Place the Gimchi in a large mixing bowl. Use kitchen shears to slice Gimchi into pieces no larger than 1-inch. Dice the onion into small pieces and add to the mixing bowl. Add flour and eggs, stirring with a mixing spoon until evenly mixed. Add water or Gimchi juice (for added tangy flavor!) until mixture is the proper consistency: it should be just thick enough to hold its shape.

Coat the bottom of a frying pan with oil and bring to medium heat. When hot, place a large spoonful (approximately 1/8 to 1/4 cup) of the mixture into the pan. Use the spoon to flatten it out into a pancake about 1/4-inch thick. Cook for 3 to 5 minutes per side, flipping with a spatula when needed. The final product should be mottled brown and slightly crispy on the outside.

Food Shortcuts

If you have heard anything about Korea (or any culture with thousands of years of history), food is one of those things we cannot “not” talk about immediately. Unfortunately, making of food is rather “involved” for any culture with any amount of history. Food becomes part of ceremonies of daily lives so with passing of each year, preparing food becomes more and more complex and nuanced. The more history you have, the more complicated food becomes.

As a person who lives in this modern world with jobs, responsibilities, etc., following the old ways to make the food authentic can be a wee bit difficult. If you have time, I would seriously suggesting following the old recipes and take your time cooking. But, I am also a proponent of taking shortcuts to food making if you are unable to immerse yourself into the cooking process. The taste is probably not as profound, but it will at least hold you over until you find that time to cook as the generations ago have done.

I was fortunate enough to be given a chance to teach a cooking class although I am not a cook nor do I claim to be something other than someone who’s learned a thing or two looking over my grandmother’s shoulder or just hanging out in the kitchen.
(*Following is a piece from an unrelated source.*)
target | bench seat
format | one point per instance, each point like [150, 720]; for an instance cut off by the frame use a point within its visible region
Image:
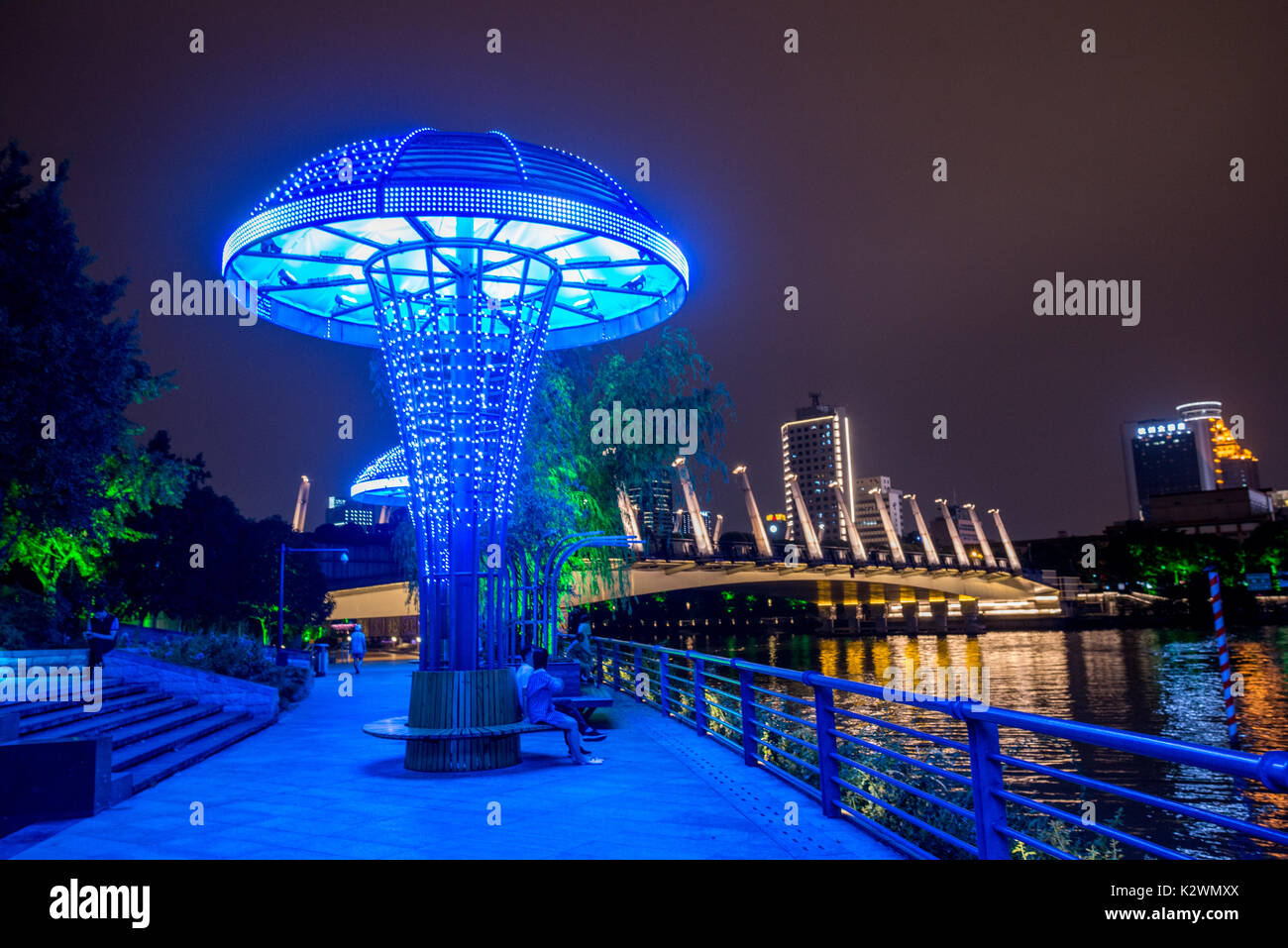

I prepared several “functional” shortcut recipes for the cooking class I taught so I thought I would introduce them here.

Korean Recipes (also click on “recipe” tag)

미역 무침 (Miyeok-naengchae, Seaweed Salad)

미역 무침 or 미역 냉채 (Miyeok-naengchae) is a fairly common side dish in the summer. Korean meals usually involve multiple side dishes and at least one kind of soup accompanying rice. This dish could just be eaten on its own, but I’ve seen it mostly served as a accompaniment. When I was young, I much preferred 미역국 (seaweed soup) so that’s partly the reason why I don’t have a nice cute childhood memories of this dish, but as I was teaching a summer cooking class, this dish was one of few I could think of to serve that many Americans would think as a summer dish. Honestly speaking, there’s a proverb of sorts in Korea 이열치열, loosely meant hot food summer or winter is better for you.

Serves 6 to 8
Prep time: 20 to 24 minutes
Cook time: 30 to 35 minutes

1 package wakame (1.76 ounces / 50 grams)
4 tablespoons soy sauce
2 tablespoons sugar
6 tablespoons rice vinegar
1 tablespoon toasted sesame oil
1 tablespoon sesame seeds
1 teaspoon sea salt
1 teaspoon red pepper flakes (optional)
1/2 onion
1 medium cucumber, peeled

Place a package of wakame (about 50 grams) into a medium saucepan and fill with water 1 to 2 inches above the seaweed. Bring to a boil and cook for 5 minutes or until seaweed is loose and chewy but not sticky. Over boiling will cause seaweed to be sticky and not chewy. Drain the water from the wakame, rinse with cold water and place into a large mixing bowl.

While prepping the seaweed, prepare the dressing for the salad: In a small mixing bowl combine the soy sauce, sugar, rice vinegar, sesame oil, sesame seeds, sea salt and red pepper until the solids are dissolved.

Slice the onion and cucumber into long narrow pieces and add to the dressing. Ensure the onions are separated into individual pieces and marinate for at least 5 to 10 minutes (marinating longer will result in a more flavorful salad).

Pour the dressing over the drained wakame and mix thoroughly. Cover and chill in refrigerator for 30 minutes. Serve chilled.